It looks like 2016 is going to be a busy year from a leadership transition perspective and I watch incredible effort put forth by members of our team for EVERY recruitment project regardless of geographic location or functional focus. We watch, we listen, we learn; always trying to identify ways to make our process more effective with the ultimate goal of making our client’s lives easier. Given the backgrounds of our team, we have a pretty solid handle on assessing technical capabilities and experience to meet the demands of understanding a position profile and our client objectives. We can deliver a full slate of highly qualified candidates – every time. Then why does this process seem to becoming more and more challenging by the week, day, hour, and minute?
The old expression about culture eating strategy for breakfast/lunch (or is it dinner?) seems to be playing a more prevalent role in every hiring process. I have great appreciation for the hard work that goes into developing a robust corporate culture truly embraced top down in an organization and the resulting success from both an employee satisfaction and financial performance perspective. Where I’m challenged is the often recurring and at times alarming disconnects we see throughout an organization in the interpretation and understanding of corporate culture. Layer these disconnects on top of the “war for talent” and you my friends have a problem on your hands.
I thought this was a great article that drills down on the incredible value-add of aligning a fully developed and truly embraced corporate culture with the recruitment and hiring process, but also the misfires that can easily result in not understanding who we are and where we’re going. Culture needs to be more than the mission statement agreed upon in the board room.
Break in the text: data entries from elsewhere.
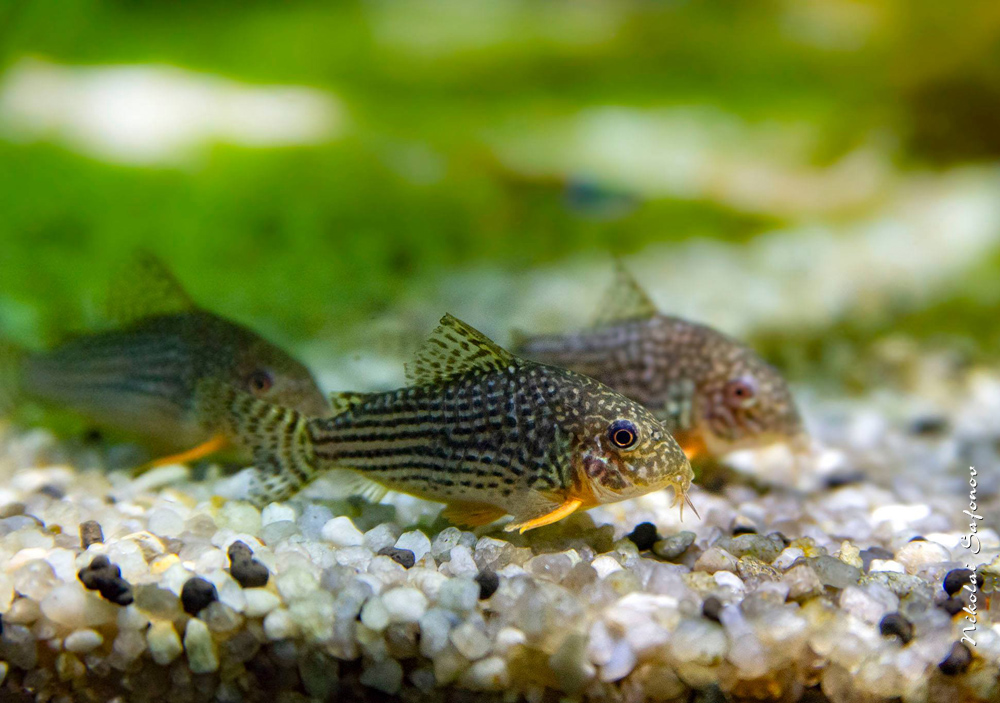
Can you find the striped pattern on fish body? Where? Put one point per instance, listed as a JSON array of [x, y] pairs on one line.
[[142, 377], [712, 392], [482, 431]]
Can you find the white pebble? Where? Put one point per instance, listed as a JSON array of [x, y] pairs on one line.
[[240, 517], [71, 606], [405, 604], [886, 565], [278, 625], [276, 512], [130, 644], [787, 557], [462, 563], [509, 637], [259, 602], [471, 641], [620, 664], [435, 626], [374, 615], [416, 541], [727, 579], [341, 532], [163, 642], [164, 522], [699, 641], [489, 674], [605, 565], [296, 583], [914, 555], [83, 641], [6, 592], [200, 648], [459, 594], [385, 676]]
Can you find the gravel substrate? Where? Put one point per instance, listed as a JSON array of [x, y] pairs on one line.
[[834, 581]]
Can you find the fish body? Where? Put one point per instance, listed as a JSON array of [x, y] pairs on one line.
[[712, 392], [480, 430], [141, 378]]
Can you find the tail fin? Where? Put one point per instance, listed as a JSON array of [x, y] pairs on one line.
[[11, 370], [277, 438]]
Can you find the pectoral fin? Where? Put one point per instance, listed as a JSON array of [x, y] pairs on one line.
[[563, 510], [472, 514], [215, 444]]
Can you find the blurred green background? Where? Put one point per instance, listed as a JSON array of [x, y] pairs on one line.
[[463, 135]]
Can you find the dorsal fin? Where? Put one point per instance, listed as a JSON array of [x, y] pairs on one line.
[[625, 300], [455, 348], [145, 287]]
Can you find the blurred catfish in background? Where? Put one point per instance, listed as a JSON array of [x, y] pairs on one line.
[[140, 378]]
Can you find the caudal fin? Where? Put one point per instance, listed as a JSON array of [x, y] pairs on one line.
[[11, 374]]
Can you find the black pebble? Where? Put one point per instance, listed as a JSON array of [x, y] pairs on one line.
[[91, 533], [106, 578], [957, 661], [845, 478], [784, 540], [711, 608], [247, 571], [955, 579], [896, 624], [197, 594], [488, 582], [952, 606], [404, 557], [644, 536]]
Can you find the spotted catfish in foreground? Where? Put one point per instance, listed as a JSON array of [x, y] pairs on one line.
[[479, 429], [141, 377], [712, 392]]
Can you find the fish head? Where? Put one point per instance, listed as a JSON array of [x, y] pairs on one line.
[[745, 403], [270, 374], [625, 452]]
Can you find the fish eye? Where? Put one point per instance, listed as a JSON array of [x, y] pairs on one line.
[[623, 434], [740, 392], [260, 381]]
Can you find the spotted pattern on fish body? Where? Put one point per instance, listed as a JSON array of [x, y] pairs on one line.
[[484, 432], [142, 377], [712, 392]]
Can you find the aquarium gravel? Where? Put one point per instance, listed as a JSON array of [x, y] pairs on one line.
[[840, 579]]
With the ubiquitous use of panel and cross functional interviews, a vague understanding or inconsistent application of a cultural filter can have a damaging impact on the recruitment process. The individuals participating in interviews should live and breathe the culture and have the ability to assess the needs for cultural alignment. If not, their participation can have a negative impact on recruitment and potentially a negative impact on the organization.